Does that sound like a creative writing exercise to you? “Imagine what a bird would look like with elephant feet.” Or “picture a world where people only communicated with dance.” You’ve probably gone through these exercises before in school. You stretch your imagination to take specific inputs and produce outputs based on your knowledge. It’s like the above mention of applied history. You take inputs and produce a logical outcome based on facts and reality.
ChatGPT is immature enough to not realize that some things shouldn’t be answered. If you use a search engine to find the steps to configure a feature on a product the search algorithm will return a page that has the steps listed. Are the correct? Maybe. Depends on how popular the result is. But the results will include a real product. If you search for nonexistent functionality or a software package that doesn’t exist your search won’t have many results.

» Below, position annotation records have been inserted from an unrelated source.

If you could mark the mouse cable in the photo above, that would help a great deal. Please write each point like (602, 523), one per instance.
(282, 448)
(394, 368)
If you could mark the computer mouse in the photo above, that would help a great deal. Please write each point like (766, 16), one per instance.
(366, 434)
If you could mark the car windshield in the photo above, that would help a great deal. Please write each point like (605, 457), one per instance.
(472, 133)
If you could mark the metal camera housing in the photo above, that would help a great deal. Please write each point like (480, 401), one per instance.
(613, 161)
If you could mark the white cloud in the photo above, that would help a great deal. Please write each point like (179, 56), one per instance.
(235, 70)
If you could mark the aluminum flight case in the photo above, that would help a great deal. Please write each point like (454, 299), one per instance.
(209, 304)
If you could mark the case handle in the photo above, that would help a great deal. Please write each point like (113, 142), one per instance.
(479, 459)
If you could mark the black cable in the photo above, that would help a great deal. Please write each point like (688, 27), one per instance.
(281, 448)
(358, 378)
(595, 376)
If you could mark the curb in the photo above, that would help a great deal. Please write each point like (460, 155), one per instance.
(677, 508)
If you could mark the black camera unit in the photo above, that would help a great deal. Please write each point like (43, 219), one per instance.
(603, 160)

ChatGPT doesn’t have a search algorithm to rely on. It’s based on language. It’s designed to approximate writing when given a prompt. That means, aside from things it’s been programmed not to answer, it’s going to give you an answer. Is it correct? You won’t know. You’d have to take the output and send it to a search engine to determine if that even exists.
The danger here is that LLMs aren’t smart enough to realize they are creating fabricated answers. If someone asked me how to do something that I didn’t know I would preface my answer with “I’m not quite sure but this is how I think you would do it…” I’ve created a frame of reference that I’m not familiar with the specific scenario and that I’m drawing from inferred knowledge to complete the task. Or I could just answer “I don’t know” and be done with it. ChatGPT doesn’t understand “I don’t know” and will respond with answers that look right according to the model but may not be correct.
Tom’s Take
What’s funny is that ChatGPT has managed to create an approximation of another human behavior. For anyone that has ever worked in sales you know one of the maxims is “never tell the customer ‘no'”. In a way, ChatGPT is like a salesperson. No matter what you ask it the answer is always yes, even if it has to make something up to answer the question. Sci-fi fans know that in fiction we’ve built guardrails for robots to save our society from being harmed by functions. AI, no matter how advanced, needs protections from approximating bad behaviors. It’s time for ChatGPT and future LLMs to learn that they don’t know everything.